# Nikon FG ftw



## j-dogg (Jun 8, 2010)

Recently got this from a friend. 100 dollars for everything + SB18 flash. :thumbup: I've already shot a roll of black and white through it need to drop it off to the camera store tomorrow to develop it.

Never shot 35mm like this before and wanted to take the plunge into a full manual (this has two manual modes + 1 automatic) to better my skills with a digital. I've absolutely fallen in love with it.

I have a 50mm f1.8 and a Tokina 80-200mm f4.5 zoom and I'm raiding pawn shops left and right trying to find Series E lenses for it.

I totally failed when I first got it, went to load film in it and wondered why the shutter stayed open everytime I hit it, turns out they need a battery (duh) AND to top it all off I shot a bunch of nothing because I didn't load the film properly. :lmao: but the camera shop showed me what to do so it's ready for a second roll now.


----------



## guitstik (Jun 8, 2010)

Nice camera and lens combo for a great price. You had better be careful though, going from digital to film can be dangerous.


----------



## j-dogg (Jun 8, 2010)

I shoot both still, but I've been wanting to shoot film for the longest time and got a good deal on this setup. 

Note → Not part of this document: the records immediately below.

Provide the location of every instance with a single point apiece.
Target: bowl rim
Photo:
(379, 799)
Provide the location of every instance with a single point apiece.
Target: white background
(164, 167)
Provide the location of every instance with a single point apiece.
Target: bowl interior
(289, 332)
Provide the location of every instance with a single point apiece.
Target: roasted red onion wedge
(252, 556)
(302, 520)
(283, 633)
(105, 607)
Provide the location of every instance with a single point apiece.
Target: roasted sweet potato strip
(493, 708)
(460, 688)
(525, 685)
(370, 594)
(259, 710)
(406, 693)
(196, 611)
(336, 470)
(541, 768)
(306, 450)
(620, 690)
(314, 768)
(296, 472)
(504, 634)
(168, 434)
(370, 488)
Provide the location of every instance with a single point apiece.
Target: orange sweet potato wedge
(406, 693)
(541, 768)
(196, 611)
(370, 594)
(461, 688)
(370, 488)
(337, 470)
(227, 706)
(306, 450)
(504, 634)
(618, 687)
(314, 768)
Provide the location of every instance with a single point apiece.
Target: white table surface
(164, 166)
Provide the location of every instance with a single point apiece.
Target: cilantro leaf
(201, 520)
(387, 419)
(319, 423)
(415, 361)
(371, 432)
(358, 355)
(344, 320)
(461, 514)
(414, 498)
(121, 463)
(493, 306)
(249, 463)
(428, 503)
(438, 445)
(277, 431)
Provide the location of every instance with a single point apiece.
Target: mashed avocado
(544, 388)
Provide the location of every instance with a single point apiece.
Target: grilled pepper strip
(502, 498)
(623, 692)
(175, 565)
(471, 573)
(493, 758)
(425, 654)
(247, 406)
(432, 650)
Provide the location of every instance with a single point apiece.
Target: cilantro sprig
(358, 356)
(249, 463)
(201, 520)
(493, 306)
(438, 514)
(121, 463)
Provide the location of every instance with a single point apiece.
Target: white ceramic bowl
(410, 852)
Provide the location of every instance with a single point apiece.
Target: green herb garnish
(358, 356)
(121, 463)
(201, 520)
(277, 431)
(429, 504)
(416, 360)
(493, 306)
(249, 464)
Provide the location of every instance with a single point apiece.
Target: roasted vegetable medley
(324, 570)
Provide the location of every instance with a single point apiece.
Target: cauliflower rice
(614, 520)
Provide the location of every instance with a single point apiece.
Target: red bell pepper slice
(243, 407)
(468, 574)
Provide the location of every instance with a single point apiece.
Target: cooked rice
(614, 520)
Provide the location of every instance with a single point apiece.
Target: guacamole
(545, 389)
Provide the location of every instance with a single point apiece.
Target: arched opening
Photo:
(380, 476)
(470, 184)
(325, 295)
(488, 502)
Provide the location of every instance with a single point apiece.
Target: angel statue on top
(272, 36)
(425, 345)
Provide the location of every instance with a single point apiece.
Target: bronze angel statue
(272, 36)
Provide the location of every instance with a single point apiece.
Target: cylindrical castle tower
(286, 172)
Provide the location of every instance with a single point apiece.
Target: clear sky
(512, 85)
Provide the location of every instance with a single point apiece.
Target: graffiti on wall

I've shot digital since my old 1.0mp camera (I have it somewhere) I've been learning a few things. I just taught myself how to change a roll, like just now.


----------



## guitstik (Jun 8, 2010)

I just recently picked up an old Minolta X-700 with a 50mm and a 70-200 lens and I have been re-teaching myself how to shoot film, it's been a long time. I think that you are going to have a lot of fun with that camera and I know what you mean by hitting the pawn shops for lenses and such.


----------



## malkav41 (Jun 9, 2010)

I got a Black FG for 95 bucks a couple of years ago. It came with the MD-E motor drive, a Sigma 28-85mm w/ macro lens, and an SB-18 flash. It is a great camera! Hope you enjoy using yours!


----------



## dinodan (Jun 10, 2010)

I have a black FG that I bought new back in '87 as a second body to my FE2 (which I also still own) so that I could shoot color and B&W at the same time.  I actually bought it from Montgomery Ward (remember them?).  It is a terrific little camera.

Ebay can be a great source for Series E lenses.  The 35mm f:2.8 is really good, and the 75-150 f:3.5 is amazing!


----------



## j-dogg (Jun 10, 2010)

Well tonight I was originally going to buy a Vivitar 55-135mm f3.5? lens, ended up buying a twin sister for my Nikon FG, a Nikkormat FT with a slew of lenses including the Vivitar. Seriously I think I got 4 or 5 lenses with this thing, and two teleconvertors. Paydirt baby! Even came with the 35mm f2.8.

Too bad the Vivitar doesn't work on my Rebel, it's VERY nice, think I just found my new favorite film lens.

Artsy pictures tomorrow when more light permits.


----------



## guitstik (Jun 11, 2010)

Mother load. "thars gold in thum thar pawn shops".


----------